The financing, pulled from a $50 million universal shelf registration, follows a similar registered direct offering that raised $10.6 million in the summer. (See BioWorld Today, July 25, 2003.)

"With that shelf in place, we have the freedom to look for the appropriate timing and structure to raise money in the fashion that makes the most sense," Gould said. "For the new investors, it gives them new shares that are registered and freely tradable at the time."

The discounted per-share price in the latest placement reflects the result of negotiations between Northfield, its investors and the bankers, and the markdown is less than that in the July transaction. On Monday, the company's stock (NASDAQ:NFLD) dropped 3 cents to close at $6.85.

The buyers also received a 90-day option to purchase up to an additional $3.75 million of common stock at the same $5.80 price per share. Northfield, which reported about 16.2 million shares outstanding as of Nov. 30, expects the offering to close later this week, subject to satisfying customary conditions. New York-based SG Cowen Securities Corp. acted as the transaction's placement agent.
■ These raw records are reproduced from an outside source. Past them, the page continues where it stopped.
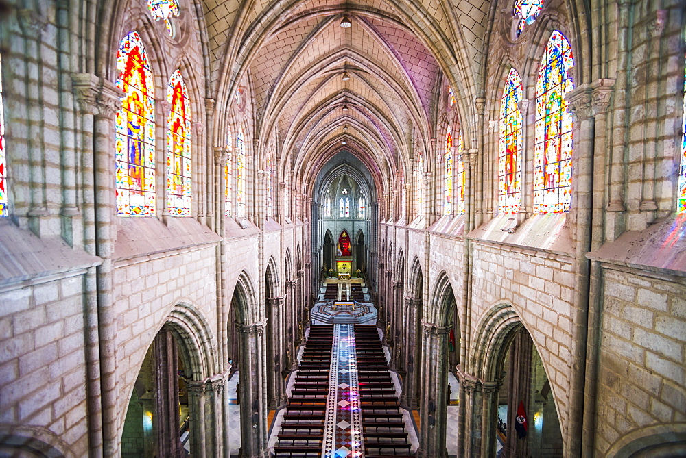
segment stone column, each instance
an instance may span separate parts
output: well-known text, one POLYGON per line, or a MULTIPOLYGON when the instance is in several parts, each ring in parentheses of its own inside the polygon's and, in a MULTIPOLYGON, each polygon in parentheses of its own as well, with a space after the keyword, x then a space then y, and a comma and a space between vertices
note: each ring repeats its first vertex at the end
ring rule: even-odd
MULTIPOLYGON (((285 358, 283 352, 287 345, 284 341, 283 326, 283 302, 284 296, 268 298, 267 307, 271 308, 272 319, 267 325, 270 333, 267 336, 270 344, 271 358, 267 359, 267 399, 270 409, 276 409, 283 406, 286 402, 285 390, 283 377, 281 375, 282 369, 287 369, 283 366, 285 358)), ((289 342, 289 345, 290 342, 289 342)))
POLYGON ((266 458, 267 415, 262 377, 264 322, 237 325, 243 355, 240 364, 241 457, 266 458))
POLYGON ((426 364, 421 390, 421 457, 445 457, 445 418, 448 405, 447 351, 450 326, 423 322, 426 364), (430 387, 430 388, 429 388, 430 387))

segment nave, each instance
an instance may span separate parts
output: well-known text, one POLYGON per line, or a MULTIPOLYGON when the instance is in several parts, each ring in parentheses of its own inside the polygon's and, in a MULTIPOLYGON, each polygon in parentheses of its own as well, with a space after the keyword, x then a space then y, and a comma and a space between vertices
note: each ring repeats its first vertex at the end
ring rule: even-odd
POLYGON ((411 457, 375 326, 312 325, 276 457, 411 457))

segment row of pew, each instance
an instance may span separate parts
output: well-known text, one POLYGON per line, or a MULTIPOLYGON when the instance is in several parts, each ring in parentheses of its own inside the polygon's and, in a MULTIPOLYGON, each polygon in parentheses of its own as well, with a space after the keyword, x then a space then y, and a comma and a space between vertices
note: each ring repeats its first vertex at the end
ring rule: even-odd
POLYGON ((377 327, 355 325, 355 340, 364 456, 410 458, 412 445, 377 327))
POLYGON ((321 456, 333 344, 333 326, 310 327, 274 447, 275 457, 321 456))
MULTIPOLYGON (((410 458, 411 444, 377 328, 356 325, 354 329, 364 456, 410 458)), ((311 326, 275 457, 321 456, 333 340, 332 325, 311 326)))

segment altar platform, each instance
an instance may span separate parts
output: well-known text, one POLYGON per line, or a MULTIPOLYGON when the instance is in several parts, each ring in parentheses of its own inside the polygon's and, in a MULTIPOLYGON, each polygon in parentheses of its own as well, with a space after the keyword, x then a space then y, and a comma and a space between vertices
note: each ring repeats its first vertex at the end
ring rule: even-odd
POLYGON ((375 325, 377 311, 367 302, 318 302, 310 312, 313 325, 375 325))

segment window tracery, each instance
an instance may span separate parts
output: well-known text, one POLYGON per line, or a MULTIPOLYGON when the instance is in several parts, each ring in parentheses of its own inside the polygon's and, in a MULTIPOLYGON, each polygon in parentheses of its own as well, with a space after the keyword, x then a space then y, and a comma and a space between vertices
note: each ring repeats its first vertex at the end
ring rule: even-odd
POLYGON ((448 127, 443 151, 443 214, 453 213, 453 134, 448 127))
POLYGON ((534 212, 563 213, 571 207, 573 123, 565 96, 574 88, 573 66, 569 42, 554 31, 536 83, 534 212))
MULTIPOLYGON (((226 147, 229 151, 231 151, 231 149, 233 148, 233 133, 231 132, 230 129, 226 131, 226 147)), ((233 183, 232 183, 233 179, 233 155, 230 153, 229 153, 228 157, 226 157, 226 164, 224 167, 224 177, 226 183, 224 190, 224 214, 225 216, 230 216, 232 209, 231 199, 233 198, 233 183)))
POLYGON ((5 149, 5 107, 3 103, 2 56, 0 55, 0 216, 7 216, 7 153, 5 149))
MULTIPOLYGON (((686 77, 686 66, 684 69, 686 77)), ((676 211, 686 213, 686 81, 684 81, 683 122, 682 123, 681 160, 679 161, 679 177, 678 184, 678 199, 676 211)), ((0 113, 1 116, 1 113, 0 113)))
POLYGON ((464 214, 464 162, 462 153, 464 151, 464 144, 462 142, 462 129, 458 132, 458 145, 456 156, 458 157, 458 171, 456 173, 456 181, 457 183, 457 195, 456 200, 458 204, 458 214, 464 214))
POLYGON ((190 103, 181 72, 174 71, 167 87, 167 101, 172 104, 167 118, 167 199, 169 213, 191 214, 190 103))
POLYGON ((174 27, 172 18, 178 17, 180 12, 178 0, 147 0, 147 8, 155 21, 162 19, 165 21, 167 33, 174 38, 174 27))
POLYGON ((523 117, 519 102, 523 89, 519 74, 510 69, 500 104, 498 157, 498 212, 517 213, 521 202, 523 117))
POLYGON ((243 126, 238 129, 236 137, 236 216, 246 216, 246 144, 243 137, 243 126))
POLYGON ((155 214, 155 93, 140 36, 122 39, 117 53, 117 87, 124 92, 115 118, 117 214, 155 214))

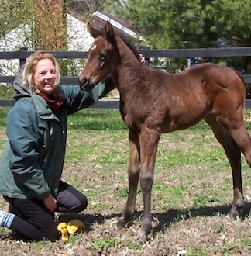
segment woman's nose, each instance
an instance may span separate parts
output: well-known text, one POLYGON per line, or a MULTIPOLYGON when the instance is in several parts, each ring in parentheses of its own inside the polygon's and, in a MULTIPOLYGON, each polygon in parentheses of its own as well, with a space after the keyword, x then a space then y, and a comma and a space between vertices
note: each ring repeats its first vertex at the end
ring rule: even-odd
POLYGON ((50 72, 48 72, 48 73, 46 74, 46 79, 49 80, 49 79, 50 79, 51 78, 53 78, 53 74, 50 73, 50 72))

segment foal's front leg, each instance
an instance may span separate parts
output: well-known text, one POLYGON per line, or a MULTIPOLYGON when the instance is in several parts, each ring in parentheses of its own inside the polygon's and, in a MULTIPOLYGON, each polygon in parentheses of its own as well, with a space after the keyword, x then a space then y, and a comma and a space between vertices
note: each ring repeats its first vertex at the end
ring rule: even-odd
POLYGON ((134 213, 135 204, 136 198, 136 192, 139 175, 139 139, 137 134, 132 131, 129 131, 129 149, 130 157, 128 167, 128 179, 129 179, 129 194, 126 209, 123 212, 122 218, 118 221, 118 228, 124 227, 129 218, 134 213))

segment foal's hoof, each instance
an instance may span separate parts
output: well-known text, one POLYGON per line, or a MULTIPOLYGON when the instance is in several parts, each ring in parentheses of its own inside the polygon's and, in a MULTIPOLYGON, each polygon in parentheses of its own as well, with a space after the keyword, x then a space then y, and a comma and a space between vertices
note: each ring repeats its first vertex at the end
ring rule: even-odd
POLYGON ((125 219, 119 219, 117 222, 117 227, 119 230, 126 227, 126 220, 125 219))
POLYGON ((229 217, 231 219, 236 219, 237 215, 241 217, 243 213, 242 206, 239 206, 238 208, 232 208, 230 212, 229 213, 229 217))

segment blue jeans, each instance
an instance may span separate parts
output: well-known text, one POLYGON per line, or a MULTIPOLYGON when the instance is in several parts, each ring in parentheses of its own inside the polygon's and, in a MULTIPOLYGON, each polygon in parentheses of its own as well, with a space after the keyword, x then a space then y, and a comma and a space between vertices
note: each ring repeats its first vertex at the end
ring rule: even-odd
MULTIPOLYGON (((15 214, 11 229, 31 240, 55 240, 60 237, 54 221, 54 213, 50 213, 38 199, 15 199, 5 196, 10 205, 10 212, 15 214)), ((86 209, 87 198, 69 184, 60 182, 57 197, 60 213, 79 213, 86 209)))

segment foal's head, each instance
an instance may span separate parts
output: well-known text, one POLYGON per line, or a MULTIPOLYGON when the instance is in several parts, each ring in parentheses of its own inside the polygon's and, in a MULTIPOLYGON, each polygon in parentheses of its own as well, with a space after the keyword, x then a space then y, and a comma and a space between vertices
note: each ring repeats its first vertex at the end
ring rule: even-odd
POLYGON ((112 26, 106 22, 104 34, 98 36, 89 26, 91 36, 97 36, 88 51, 86 65, 79 77, 81 89, 91 91, 98 82, 115 70, 120 61, 117 40, 112 26))

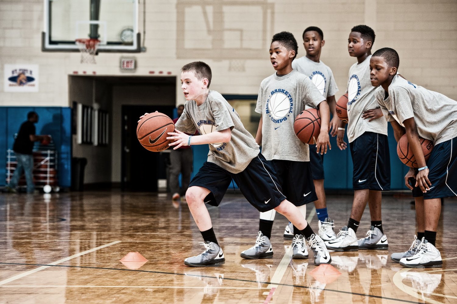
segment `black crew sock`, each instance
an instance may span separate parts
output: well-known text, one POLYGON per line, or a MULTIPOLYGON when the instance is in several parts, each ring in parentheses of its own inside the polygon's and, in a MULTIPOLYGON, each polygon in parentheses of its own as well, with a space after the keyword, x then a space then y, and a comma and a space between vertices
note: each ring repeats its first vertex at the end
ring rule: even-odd
POLYGON ((309 238, 311 237, 311 235, 314 234, 314 231, 313 231, 313 229, 311 228, 311 226, 308 224, 305 227, 305 229, 303 230, 298 230, 298 229, 296 228, 295 226, 293 227, 294 233, 296 235, 302 234, 307 240, 309 240, 309 238), (295 231, 299 231, 299 233, 295 232, 295 231))
POLYGON ((429 243, 435 246, 435 242, 436 241, 436 231, 429 231, 426 230, 424 232, 424 238, 429 243))
POLYGON ((213 227, 204 231, 200 231, 202 236, 203 237, 203 240, 213 242, 219 245, 218 240, 216 238, 216 235, 214 234, 214 230, 213 229, 213 227))
POLYGON ((360 222, 357 222, 352 218, 349 218, 349 221, 347 222, 347 228, 352 228, 354 232, 357 232, 357 229, 359 228, 360 222))
POLYGON ((379 229, 383 234, 384 234, 384 231, 383 231, 383 221, 372 221, 372 226, 379 229))
POLYGON ((263 235, 269 239, 271 238, 271 229, 273 229, 273 221, 260 219, 259 222, 259 230, 263 235))

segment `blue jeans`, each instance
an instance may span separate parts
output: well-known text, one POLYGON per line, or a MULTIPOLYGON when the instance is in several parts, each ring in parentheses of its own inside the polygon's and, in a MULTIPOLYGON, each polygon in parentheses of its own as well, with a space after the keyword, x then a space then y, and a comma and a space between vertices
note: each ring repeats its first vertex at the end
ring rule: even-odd
POLYGON ((32 176, 32 171, 33 171, 33 156, 31 154, 21 154, 17 153, 16 154, 17 166, 16 167, 16 170, 14 171, 13 177, 11 178, 8 187, 13 189, 16 187, 23 170, 26 176, 26 181, 27 182, 27 193, 33 193, 35 191, 35 184, 33 184, 33 178, 32 176))

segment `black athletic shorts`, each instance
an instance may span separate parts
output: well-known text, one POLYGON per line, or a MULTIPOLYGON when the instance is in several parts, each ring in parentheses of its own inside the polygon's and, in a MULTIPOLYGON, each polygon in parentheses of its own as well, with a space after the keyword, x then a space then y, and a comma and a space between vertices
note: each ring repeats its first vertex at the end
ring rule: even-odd
POLYGON ((387 136, 367 132, 349 144, 355 190, 390 190, 390 156, 387 136))
POLYGON ((205 161, 189 187, 196 186, 207 189, 211 192, 205 198, 205 203, 217 206, 232 179, 248 201, 261 212, 276 208, 286 199, 274 169, 261 153, 252 159, 244 170, 236 174, 205 161))
POLYGON ((457 137, 435 146, 427 166, 431 183, 430 190, 423 193, 419 187, 414 187, 414 180, 413 197, 423 196, 424 199, 429 199, 457 196, 457 137))
POLYGON ((273 160, 268 162, 275 169, 288 201, 298 206, 317 200, 310 162, 273 160))
POLYGON ((309 145, 309 162, 311 164, 313 179, 323 180, 324 154, 316 153, 316 145, 309 145))

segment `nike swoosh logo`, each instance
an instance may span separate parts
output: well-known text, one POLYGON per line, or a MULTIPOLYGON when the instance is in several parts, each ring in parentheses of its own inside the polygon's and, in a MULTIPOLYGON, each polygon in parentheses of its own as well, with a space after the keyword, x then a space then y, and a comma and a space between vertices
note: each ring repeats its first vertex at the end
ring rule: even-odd
POLYGON ((410 259, 410 258, 409 258, 408 257, 407 257, 406 258, 406 261, 408 261, 409 262, 409 261, 414 261, 414 260, 417 260, 417 259, 419 259, 420 257, 420 256, 419 257, 415 257, 414 259, 410 259))
POLYGON ((157 136, 155 138, 155 139, 151 139, 151 137, 149 136, 149 143, 150 144, 155 144, 155 142, 156 142, 158 140, 159 140, 159 138, 160 138, 161 137, 162 137, 162 135, 164 135, 164 133, 165 133, 165 132, 166 132, 167 128, 165 128, 165 129, 164 130, 164 132, 162 132, 162 133, 160 134, 160 135, 159 135, 158 136, 157 136))

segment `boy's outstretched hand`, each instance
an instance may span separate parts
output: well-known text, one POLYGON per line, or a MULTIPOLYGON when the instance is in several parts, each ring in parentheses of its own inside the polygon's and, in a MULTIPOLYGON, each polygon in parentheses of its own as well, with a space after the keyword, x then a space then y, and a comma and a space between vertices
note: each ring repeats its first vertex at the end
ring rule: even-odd
POLYGON ((425 193, 430 190, 431 183, 428 179, 428 168, 419 171, 416 176, 416 187, 419 186, 422 192, 425 193))
POLYGON ((412 178, 414 179, 416 179, 416 174, 414 171, 414 169, 412 168, 409 168, 409 171, 408 171, 406 173, 406 175, 404 176, 404 185, 408 187, 408 188, 409 190, 413 190, 413 186, 409 184, 409 179, 412 178))
POLYGON ((325 154, 327 153, 327 146, 329 149, 332 149, 329 133, 321 131, 317 138, 317 142, 316 143, 316 151, 318 153, 320 152, 321 154, 325 154))
POLYGON ((363 111, 363 113, 362 114, 362 118, 364 119, 370 118, 368 119, 368 122, 370 122, 373 119, 382 117, 383 115, 381 108, 376 108, 363 111))
POLYGON ((174 140, 172 143, 168 144, 169 146, 176 146, 173 148, 173 150, 176 150, 181 146, 188 146, 189 143, 189 138, 191 135, 188 135, 186 133, 181 132, 179 130, 175 129, 174 132, 168 132, 167 133, 169 135, 170 135, 167 138, 167 139, 174 140))

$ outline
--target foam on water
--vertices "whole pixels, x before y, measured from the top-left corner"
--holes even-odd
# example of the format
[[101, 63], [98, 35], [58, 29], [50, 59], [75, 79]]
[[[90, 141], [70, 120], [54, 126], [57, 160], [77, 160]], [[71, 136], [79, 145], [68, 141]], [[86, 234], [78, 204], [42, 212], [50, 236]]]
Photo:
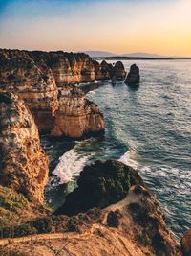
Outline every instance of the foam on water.
[[72, 149], [59, 157], [59, 163], [53, 174], [60, 178], [60, 184], [68, 183], [79, 176], [89, 157], [88, 155], [80, 155], [74, 151], [74, 149]]
[[136, 151], [134, 150], [130, 150], [127, 152], [125, 152], [119, 159], [118, 161], [125, 164], [129, 165], [134, 169], [138, 169], [138, 164], [136, 162], [133, 157], [135, 156]]

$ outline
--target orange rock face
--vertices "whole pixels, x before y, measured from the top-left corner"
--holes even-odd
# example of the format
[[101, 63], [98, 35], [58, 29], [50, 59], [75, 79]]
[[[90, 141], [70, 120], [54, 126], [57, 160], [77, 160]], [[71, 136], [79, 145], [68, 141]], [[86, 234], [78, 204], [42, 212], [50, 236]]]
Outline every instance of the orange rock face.
[[25, 101], [40, 131], [53, 128], [58, 90], [53, 72], [43, 59], [35, 62], [26, 51], [0, 50], [0, 84]]
[[97, 105], [66, 86], [124, 77], [119, 61], [113, 66], [106, 61], [99, 64], [85, 54], [0, 49], [0, 88], [16, 92], [39, 131], [46, 134], [77, 138], [102, 131], [104, 120]]
[[64, 87], [60, 91], [59, 102], [52, 135], [79, 138], [89, 132], [104, 130], [104, 119], [98, 106], [88, 101], [81, 90]]
[[181, 252], [183, 256], [191, 255], [191, 229], [185, 232], [181, 239]]
[[38, 129], [18, 96], [0, 92], [0, 184], [43, 203], [48, 181], [48, 157]]

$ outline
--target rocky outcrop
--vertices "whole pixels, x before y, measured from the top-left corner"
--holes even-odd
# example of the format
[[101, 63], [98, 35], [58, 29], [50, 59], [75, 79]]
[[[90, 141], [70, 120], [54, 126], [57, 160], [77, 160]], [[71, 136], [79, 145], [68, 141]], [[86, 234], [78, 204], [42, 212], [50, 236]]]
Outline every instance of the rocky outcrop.
[[96, 161], [86, 166], [77, 180], [78, 187], [66, 198], [55, 214], [76, 215], [91, 208], [105, 208], [123, 199], [133, 184], [143, 184], [131, 167], [117, 161]]
[[74, 86], [65, 86], [59, 93], [60, 106], [55, 112], [52, 135], [79, 138], [104, 130], [104, 119], [98, 106]]
[[105, 60], [103, 60], [100, 64], [96, 60], [94, 61], [95, 69], [96, 69], [96, 80], [110, 80], [111, 73], [113, 70], [113, 65], [108, 64]]
[[146, 251], [148, 255], [179, 255], [179, 245], [165, 225], [159, 203], [137, 171], [114, 160], [96, 161], [84, 168], [77, 184], [56, 214], [103, 209], [101, 223], [136, 241], [142, 251], [138, 255]]
[[126, 76], [124, 65], [121, 61], [115, 64], [107, 63], [103, 60], [100, 64], [95, 60], [94, 65], [96, 68], [96, 80], [122, 80]]
[[1, 240], [2, 249], [32, 256], [83, 256], [84, 253], [96, 256], [180, 256], [180, 247], [165, 225], [156, 198], [135, 170], [117, 161], [96, 162], [84, 169], [78, 185], [77, 191], [72, 193], [75, 194], [74, 204], [73, 197], [70, 198], [71, 211], [78, 209], [78, 212], [96, 204], [101, 209], [31, 221], [31, 228], [41, 233], [49, 230], [50, 233], [12, 241]]
[[18, 96], [0, 92], [0, 185], [42, 204], [48, 157], [32, 114]]
[[125, 76], [126, 76], [126, 71], [123, 63], [121, 61], [116, 62], [111, 72], [111, 79], [113, 81], [122, 80], [125, 78]]
[[183, 256], [191, 255], [191, 229], [186, 231], [183, 235], [181, 242], [181, 253]]
[[39, 64], [30, 52], [0, 50], [0, 88], [19, 94], [40, 131], [53, 128], [58, 90], [53, 74], [43, 59]]
[[125, 80], [125, 83], [130, 86], [138, 86], [139, 81], [140, 81], [139, 68], [136, 64], [133, 64], [130, 67], [130, 71]]
[[[46, 134], [80, 137], [102, 131], [104, 121], [97, 105], [83, 94], [76, 97], [66, 84], [123, 73], [118, 62], [114, 67], [106, 61], [99, 64], [85, 54], [0, 50], [0, 89], [16, 92], [29, 106], [39, 131]], [[69, 91], [72, 93], [66, 95]]]

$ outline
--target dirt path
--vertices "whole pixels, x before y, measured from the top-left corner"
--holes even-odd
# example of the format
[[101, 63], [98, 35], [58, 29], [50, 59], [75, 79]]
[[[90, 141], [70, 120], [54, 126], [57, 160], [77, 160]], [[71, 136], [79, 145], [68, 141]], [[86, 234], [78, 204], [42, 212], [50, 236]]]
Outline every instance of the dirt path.
[[51, 233], [51, 234], [39, 234], [39, 235], [32, 235], [27, 237], [19, 237], [19, 238], [8, 238], [8, 239], [0, 239], [0, 246], [7, 245], [8, 244], [18, 244], [25, 242], [34, 242], [34, 241], [46, 241], [46, 240], [54, 240], [54, 239], [90, 239], [90, 236], [96, 229], [103, 229], [104, 227], [99, 224], [93, 224], [90, 230], [84, 232], [83, 234], [76, 233]]

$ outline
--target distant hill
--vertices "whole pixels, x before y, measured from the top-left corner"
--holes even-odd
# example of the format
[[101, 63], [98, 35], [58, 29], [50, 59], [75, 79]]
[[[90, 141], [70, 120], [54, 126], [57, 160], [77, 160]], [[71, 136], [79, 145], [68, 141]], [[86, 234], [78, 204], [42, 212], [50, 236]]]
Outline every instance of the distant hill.
[[104, 51], [85, 51], [84, 53], [93, 58], [117, 56], [117, 54]]
[[120, 56], [122, 56], [122, 57], [138, 57], [138, 58], [168, 58], [167, 56], [148, 54], [148, 53], [130, 53], [130, 54], [122, 54]]

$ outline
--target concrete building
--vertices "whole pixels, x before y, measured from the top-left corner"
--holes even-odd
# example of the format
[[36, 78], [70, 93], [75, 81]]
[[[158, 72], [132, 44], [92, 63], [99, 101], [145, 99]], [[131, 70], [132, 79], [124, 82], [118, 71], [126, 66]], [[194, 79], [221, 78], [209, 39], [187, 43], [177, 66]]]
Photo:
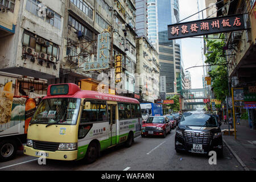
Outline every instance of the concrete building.
[[[65, 48], [60, 69], [61, 77], [57, 81], [77, 84], [80, 80], [88, 77], [101, 81], [98, 76], [103, 72], [108, 76], [106, 82], [110, 85], [110, 69], [115, 68], [114, 57], [122, 55], [123, 77], [120, 89], [134, 93], [135, 10], [134, 0], [67, 0], [63, 32]], [[108, 57], [108, 68], [88, 69], [89, 64], [98, 65], [98, 36], [109, 27], [112, 28], [109, 29], [111, 48]], [[120, 94], [129, 96], [125, 93]]]
[[147, 0], [148, 40], [159, 52], [158, 0]]
[[48, 80], [59, 77], [65, 2], [0, 1], [1, 71]]
[[160, 65], [159, 55], [147, 38], [138, 37], [137, 39], [136, 72], [139, 77], [139, 94], [142, 100], [152, 102], [159, 95]]
[[191, 76], [188, 71], [186, 71], [185, 75], [185, 89], [191, 89]]
[[179, 21], [177, 0], [158, 1], [158, 37], [160, 76], [166, 76], [167, 93], [182, 94], [184, 88], [181, 42], [168, 40], [167, 26]]
[[148, 0], [136, 0], [136, 33], [138, 36], [144, 36], [147, 37], [148, 32]]

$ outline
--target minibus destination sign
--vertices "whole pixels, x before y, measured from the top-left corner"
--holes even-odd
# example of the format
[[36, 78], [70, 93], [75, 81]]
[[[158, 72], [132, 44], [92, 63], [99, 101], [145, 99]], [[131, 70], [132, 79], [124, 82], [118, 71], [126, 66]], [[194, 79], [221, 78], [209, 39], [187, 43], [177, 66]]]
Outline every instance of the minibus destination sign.
[[68, 85], [54, 85], [51, 86], [50, 94], [54, 95], [66, 95], [68, 93]]

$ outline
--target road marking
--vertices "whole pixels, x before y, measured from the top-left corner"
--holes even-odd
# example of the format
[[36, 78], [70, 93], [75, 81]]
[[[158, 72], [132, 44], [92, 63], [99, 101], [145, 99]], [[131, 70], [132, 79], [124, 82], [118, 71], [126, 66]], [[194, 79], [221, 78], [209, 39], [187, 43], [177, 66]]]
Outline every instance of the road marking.
[[5, 166], [5, 167], [0, 168], [0, 169], [4, 169], [4, 168], [7, 168], [7, 167], [13, 167], [13, 166], [14, 166], [26, 163], [29, 163], [30, 162], [34, 161], [34, 160], [38, 160], [38, 159], [32, 159], [32, 160], [28, 160], [28, 161], [25, 161], [25, 162], [22, 162], [22, 163], [15, 164], [12, 164], [12, 165], [10, 165], [10, 166]]
[[164, 143], [164, 142], [166, 142], [166, 141], [163, 142], [162, 142], [160, 144], [159, 144], [158, 146], [157, 146], [156, 147], [155, 147], [155, 148], [154, 148], [153, 149], [152, 149], [148, 153], [147, 153], [147, 154], [150, 154], [152, 151], [155, 150], [155, 149], [156, 149], [158, 147], [159, 147], [161, 144], [162, 144], [163, 143]]
[[127, 167], [127, 168], [126, 168], [125, 169], [124, 169], [123, 171], [128, 171], [130, 168], [130, 167]]

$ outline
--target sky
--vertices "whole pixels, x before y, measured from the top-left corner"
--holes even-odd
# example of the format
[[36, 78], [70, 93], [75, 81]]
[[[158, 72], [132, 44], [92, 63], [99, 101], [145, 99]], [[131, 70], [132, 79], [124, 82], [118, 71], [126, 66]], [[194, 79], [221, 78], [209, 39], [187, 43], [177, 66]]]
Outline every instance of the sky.
[[[200, 10], [205, 9], [204, 0], [199, 0]], [[180, 19], [183, 20], [198, 12], [197, 0], [179, 0]], [[197, 14], [181, 22], [190, 22], [199, 19]], [[203, 61], [203, 39], [184, 38], [181, 39], [182, 59], [184, 69], [194, 66], [202, 65]], [[204, 75], [203, 67], [192, 68], [186, 69], [191, 75], [191, 87], [192, 89], [202, 88], [202, 76]]]

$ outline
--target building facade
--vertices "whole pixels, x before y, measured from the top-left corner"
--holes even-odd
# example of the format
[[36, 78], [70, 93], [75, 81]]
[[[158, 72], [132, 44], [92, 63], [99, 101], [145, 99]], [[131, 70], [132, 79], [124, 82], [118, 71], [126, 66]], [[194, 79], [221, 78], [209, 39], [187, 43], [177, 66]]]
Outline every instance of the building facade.
[[147, 0], [148, 40], [159, 52], [158, 0]]
[[166, 92], [182, 94], [184, 88], [184, 64], [180, 40], [168, 39], [168, 24], [179, 21], [177, 0], [158, 2], [158, 37], [160, 76], [166, 76]]
[[159, 55], [147, 38], [138, 37], [137, 39], [136, 72], [139, 83], [139, 94], [141, 98], [154, 102], [159, 95], [160, 65]]
[[24, 78], [21, 89], [34, 86], [35, 80], [59, 77], [65, 2], [0, 1], [0, 70], [35, 79]]
[[185, 89], [191, 89], [191, 76], [188, 71], [186, 71], [185, 75]]
[[[119, 92], [128, 96], [134, 93], [137, 34], [135, 1], [67, 0], [63, 36], [61, 76], [59, 82], [77, 84], [92, 78], [109, 85], [115, 81], [115, 56], [121, 55], [122, 82]], [[98, 44], [102, 32], [109, 32], [108, 56], [101, 54]], [[104, 53], [106, 53], [105, 52]], [[101, 56], [107, 62], [100, 63]], [[102, 75], [103, 74], [103, 75]], [[112, 79], [112, 80], [111, 80]], [[115, 83], [112, 85], [115, 87]]]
With financing concerns out of the way, Northfield will continue to focus its full efforts on its sole product.

"This is an unusual trial," Gould said, "because we're starting in the field in an ambulance, and operating under a waiver of informed consent under federal regulation. And frankly, there have been a number of individuals who were suspect that we could ever get this trial under way. So I think the fact that we made that announcement at the end of December was a major event, and was the impetus to get this [financing] done fairly quickly."